Todo es posible

El pecado y la política

Mandar a Mrs. Robinson al psiquiatra es como imponerle un burka simbólico. Desde luego existen notables diferencias entre lapidar a una adúltera y enviarla a un psiquiátrico. Pero nadie debería forzarnos a elegir entre el diván y cualquier modalidad de velo islámico, porque ya es hora de rechazar radicalmente que el adulterio, una palabra con resabios amargos y pecaminosos, traspase los límites de la intimidad para convertirse en asunto de debate público. Este caso tan rijoso es una prueba más de las nefastas consecuencias que tiene mezclar la religión con la política o el pecado con el delito.

Vaya por delante que me disgusta profundamente esta señora por su postura rancia y homófoba, así que no la defenderé bajo ningún concepto. Pero una cosa es su ideología y la de su marido y otra bien distinta lo que cada uno haga en sus respectivas camas, que nos debería importar un bledo.

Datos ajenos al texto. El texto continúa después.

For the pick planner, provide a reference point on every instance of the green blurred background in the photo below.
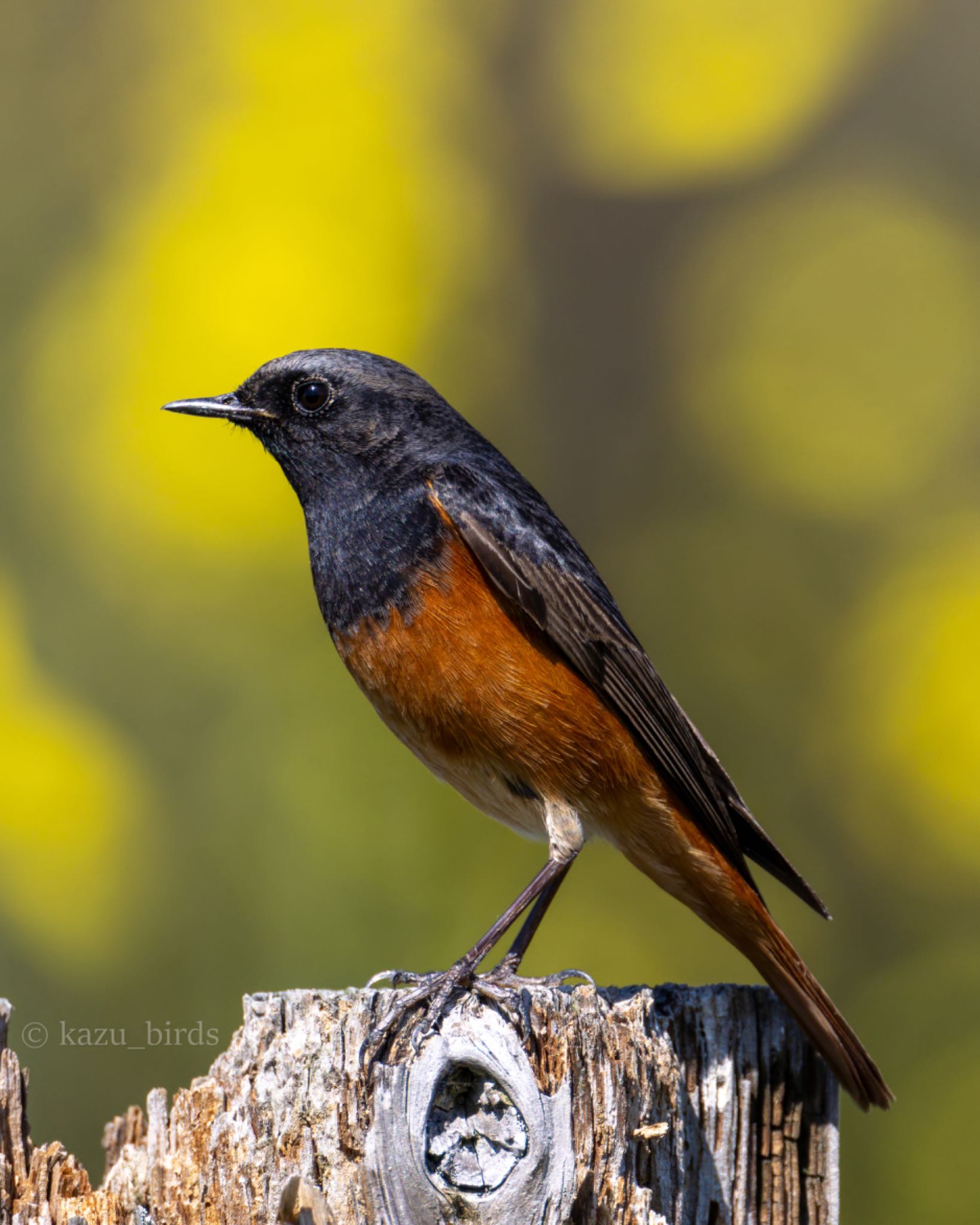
(707, 271)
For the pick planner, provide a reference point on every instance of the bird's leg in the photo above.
(439, 988)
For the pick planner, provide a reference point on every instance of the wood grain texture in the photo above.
(689, 1107)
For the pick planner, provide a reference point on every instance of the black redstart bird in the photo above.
(491, 646)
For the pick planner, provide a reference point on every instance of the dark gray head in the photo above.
(336, 417)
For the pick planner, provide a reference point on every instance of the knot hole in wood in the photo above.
(474, 1135)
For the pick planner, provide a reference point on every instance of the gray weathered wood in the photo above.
(690, 1107)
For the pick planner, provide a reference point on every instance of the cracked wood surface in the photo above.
(689, 1107)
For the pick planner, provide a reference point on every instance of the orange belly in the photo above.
(483, 700)
(471, 691)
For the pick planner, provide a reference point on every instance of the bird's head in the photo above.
(336, 416)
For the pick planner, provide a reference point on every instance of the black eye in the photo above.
(313, 396)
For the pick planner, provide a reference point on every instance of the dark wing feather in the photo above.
(582, 623)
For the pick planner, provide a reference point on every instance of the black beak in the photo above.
(228, 407)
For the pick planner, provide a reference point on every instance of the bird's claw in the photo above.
(436, 990)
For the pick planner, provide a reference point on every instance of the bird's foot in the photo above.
(437, 989)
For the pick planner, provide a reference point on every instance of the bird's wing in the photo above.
(543, 575)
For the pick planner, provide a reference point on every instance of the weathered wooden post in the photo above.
(690, 1107)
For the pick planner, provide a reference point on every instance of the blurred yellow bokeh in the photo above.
(831, 355)
(907, 682)
(669, 93)
(304, 200)
(69, 822)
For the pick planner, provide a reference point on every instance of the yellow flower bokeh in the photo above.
(907, 684)
(304, 200)
(668, 93)
(71, 797)
(831, 355)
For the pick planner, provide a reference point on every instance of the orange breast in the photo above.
(463, 684)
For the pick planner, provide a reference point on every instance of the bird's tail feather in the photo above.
(790, 978)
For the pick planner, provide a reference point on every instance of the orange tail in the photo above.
(686, 865)
(788, 976)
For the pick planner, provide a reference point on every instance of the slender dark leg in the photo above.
(529, 928)
(439, 988)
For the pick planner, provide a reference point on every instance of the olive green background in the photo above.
(707, 272)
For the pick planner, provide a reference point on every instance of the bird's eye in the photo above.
(311, 397)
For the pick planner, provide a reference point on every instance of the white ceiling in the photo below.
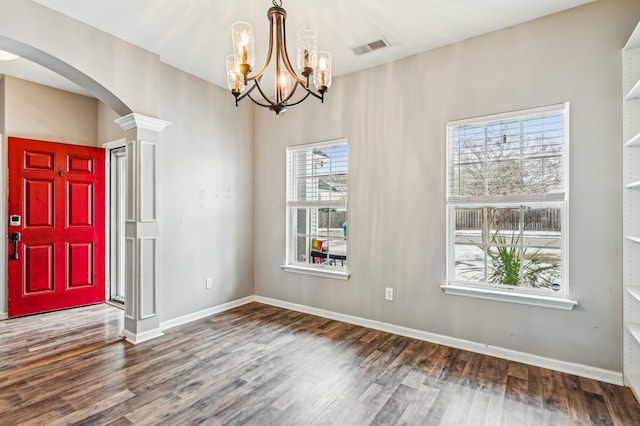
(195, 35)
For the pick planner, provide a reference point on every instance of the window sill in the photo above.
(512, 297)
(327, 273)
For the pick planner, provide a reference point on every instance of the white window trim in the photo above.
(326, 271)
(511, 296)
(508, 294)
(318, 271)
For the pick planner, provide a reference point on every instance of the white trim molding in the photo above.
(511, 296)
(319, 272)
(185, 319)
(134, 120)
(582, 370)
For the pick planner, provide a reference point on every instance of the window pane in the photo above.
(516, 156)
(320, 236)
(468, 225)
(542, 227)
(318, 173)
(541, 268)
(504, 224)
(469, 263)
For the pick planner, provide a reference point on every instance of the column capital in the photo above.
(134, 120)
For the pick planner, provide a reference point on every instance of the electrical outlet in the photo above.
(388, 293)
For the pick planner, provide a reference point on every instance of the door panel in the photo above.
(58, 190)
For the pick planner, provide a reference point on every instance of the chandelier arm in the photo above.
(270, 50)
(259, 103)
(244, 95)
(284, 55)
(301, 100)
(314, 94)
(265, 97)
(293, 91)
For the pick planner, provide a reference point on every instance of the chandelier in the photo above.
(310, 63)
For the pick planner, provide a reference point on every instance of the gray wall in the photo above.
(394, 117)
(206, 191)
(35, 111)
(205, 156)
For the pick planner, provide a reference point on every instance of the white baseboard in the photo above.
(185, 319)
(595, 373)
(136, 338)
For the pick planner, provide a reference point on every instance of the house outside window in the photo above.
(507, 203)
(317, 193)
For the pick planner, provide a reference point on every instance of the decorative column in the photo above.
(141, 317)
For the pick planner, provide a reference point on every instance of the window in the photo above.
(507, 203)
(317, 190)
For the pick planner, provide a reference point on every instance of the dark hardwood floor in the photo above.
(263, 365)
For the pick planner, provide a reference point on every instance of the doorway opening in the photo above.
(117, 198)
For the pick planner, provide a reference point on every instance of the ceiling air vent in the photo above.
(370, 47)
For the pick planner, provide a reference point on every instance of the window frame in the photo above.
(304, 267)
(502, 292)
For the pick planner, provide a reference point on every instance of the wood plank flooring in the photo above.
(28, 340)
(263, 365)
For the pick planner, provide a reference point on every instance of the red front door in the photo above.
(57, 193)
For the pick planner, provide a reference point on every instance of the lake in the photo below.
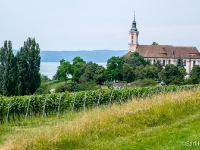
(49, 68)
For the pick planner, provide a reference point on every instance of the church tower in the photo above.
(133, 37)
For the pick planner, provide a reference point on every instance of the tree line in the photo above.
(19, 74)
(128, 69)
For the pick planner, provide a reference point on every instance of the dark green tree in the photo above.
(195, 74)
(3, 56)
(154, 43)
(171, 75)
(148, 71)
(28, 63)
(180, 62)
(10, 79)
(77, 68)
(127, 73)
(93, 72)
(99, 76)
(135, 59)
(158, 65)
(8, 70)
(64, 70)
(113, 70)
(89, 72)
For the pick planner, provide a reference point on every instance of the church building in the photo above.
(166, 54)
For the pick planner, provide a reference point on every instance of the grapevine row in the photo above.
(23, 107)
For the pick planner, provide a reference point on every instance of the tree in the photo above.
(127, 73)
(158, 65)
(180, 62)
(154, 43)
(93, 72)
(77, 68)
(28, 63)
(113, 70)
(8, 68)
(195, 74)
(89, 72)
(44, 78)
(99, 76)
(135, 59)
(149, 71)
(171, 74)
(3, 54)
(64, 70)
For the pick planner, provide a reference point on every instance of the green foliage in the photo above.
(50, 102)
(195, 74)
(135, 59)
(148, 71)
(44, 78)
(77, 87)
(113, 70)
(28, 63)
(171, 75)
(148, 82)
(99, 76)
(154, 43)
(77, 68)
(64, 70)
(127, 73)
(8, 70)
(41, 91)
(158, 65)
(180, 62)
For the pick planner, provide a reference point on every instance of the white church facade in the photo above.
(166, 54)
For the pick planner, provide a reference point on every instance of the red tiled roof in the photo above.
(166, 51)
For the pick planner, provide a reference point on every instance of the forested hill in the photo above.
(94, 55)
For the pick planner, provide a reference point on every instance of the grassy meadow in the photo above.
(169, 121)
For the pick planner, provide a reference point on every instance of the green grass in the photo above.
(51, 84)
(165, 122)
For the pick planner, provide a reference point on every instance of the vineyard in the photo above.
(24, 107)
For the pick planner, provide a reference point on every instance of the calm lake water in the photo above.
(49, 68)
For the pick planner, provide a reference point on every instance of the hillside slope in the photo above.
(168, 121)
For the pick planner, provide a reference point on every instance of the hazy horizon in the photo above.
(101, 24)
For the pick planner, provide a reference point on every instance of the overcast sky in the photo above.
(99, 24)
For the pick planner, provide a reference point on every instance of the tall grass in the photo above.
(159, 122)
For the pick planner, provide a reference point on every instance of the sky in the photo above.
(99, 24)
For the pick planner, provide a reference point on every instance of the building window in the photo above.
(194, 63)
(184, 63)
(163, 62)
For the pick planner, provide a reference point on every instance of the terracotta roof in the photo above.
(166, 51)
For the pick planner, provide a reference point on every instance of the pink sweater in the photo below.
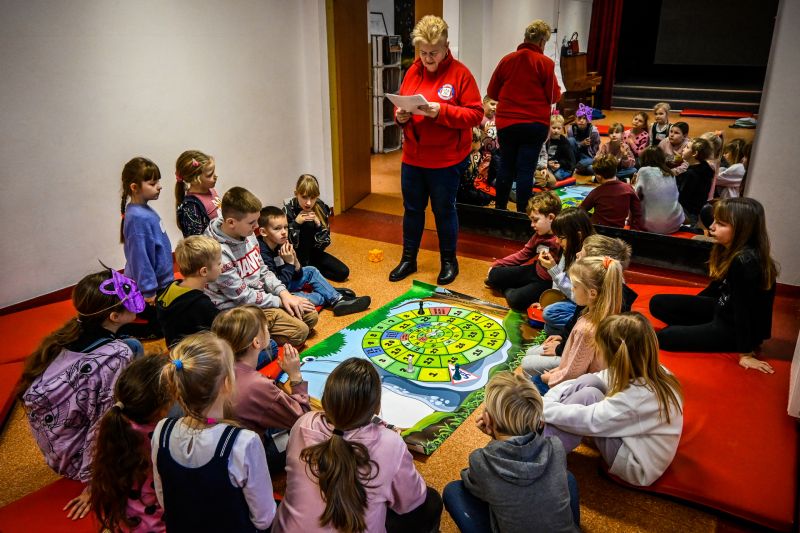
(260, 404)
(580, 354)
(397, 485)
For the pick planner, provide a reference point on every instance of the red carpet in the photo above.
(41, 511)
(714, 113)
(738, 451)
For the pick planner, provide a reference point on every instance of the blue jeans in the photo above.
(323, 293)
(556, 316)
(441, 186)
(471, 514)
(520, 145)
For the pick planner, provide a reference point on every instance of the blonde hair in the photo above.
(239, 326)
(600, 245)
(604, 275)
(430, 29)
(188, 169)
(238, 202)
(199, 366)
(308, 185)
(662, 105)
(514, 404)
(196, 252)
(538, 30)
(629, 346)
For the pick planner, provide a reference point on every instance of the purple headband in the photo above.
(126, 290)
(584, 111)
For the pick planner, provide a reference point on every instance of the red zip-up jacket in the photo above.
(446, 140)
(524, 85)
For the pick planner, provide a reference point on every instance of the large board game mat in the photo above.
(434, 350)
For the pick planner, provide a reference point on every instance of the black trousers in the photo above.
(521, 285)
(329, 266)
(423, 519)
(692, 324)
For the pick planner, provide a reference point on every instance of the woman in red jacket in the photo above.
(525, 87)
(437, 140)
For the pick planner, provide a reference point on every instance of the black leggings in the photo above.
(521, 285)
(692, 324)
(329, 266)
(424, 518)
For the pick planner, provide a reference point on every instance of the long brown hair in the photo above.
(117, 468)
(239, 326)
(137, 170)
(188, 168)
(573, 224)
(629, 346)
(748, 221)
(308, 185)
(343, 468)
(604, 275)
(93, 307)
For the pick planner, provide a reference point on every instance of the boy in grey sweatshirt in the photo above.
(519, 481)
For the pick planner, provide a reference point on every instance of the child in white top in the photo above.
(202, 462)
(633, 410)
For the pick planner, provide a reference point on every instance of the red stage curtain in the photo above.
(603, 43)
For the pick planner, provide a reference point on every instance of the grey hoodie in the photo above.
(245, 279)
(524, 481)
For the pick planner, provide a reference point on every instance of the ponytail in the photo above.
(121, 459)
(343, 469)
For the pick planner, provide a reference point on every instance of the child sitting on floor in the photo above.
(597, 285)
(633, 410)
(196, 199)
(637, 138)
(570, 228)
(246, 279)
(280, 257)
(661, 124)
(85, 355)
(548, 354)
(560, 155)
(673, 147)
(209, 474)
(310, 229)
(694, 184)
(183, 308)
(585, 139)
(123, 497)
(347, 473)
(731, 176)
(620, 150)
(520, 276)
(519, 470)
(613, 200)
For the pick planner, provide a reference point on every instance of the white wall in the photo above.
(490, 29)
(88, 84)
(773, 177)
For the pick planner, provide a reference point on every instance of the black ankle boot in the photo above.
(407, 266)
(449, 269)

Ayer mismo, un reputado analista se preguntaba en una emisora de radio qué culpa tenía Peter Robinson, ministro principal de Irlanda del Norte, de que su mujer le haya puesto los cuernos. No entendía por qué le obligaban a renunciar temporalmente a su cargo. Habrá que repetir hasta el aburrimiento que su probable delito no es ser promiscua, sino prevaricadora. Mrs. Robinson pidió dinero a unos constructores, a cambio de una recalificación de terrenos, para montarle un negocio a su amante con una fraudulenta licencia municipal y, además, se quedó con un porcentaje de la operación. Todo con el conocimiento cómplice de su marido. No juzguemos su puritano lío de sábanas, sino su delictiva estafa al contribuyente.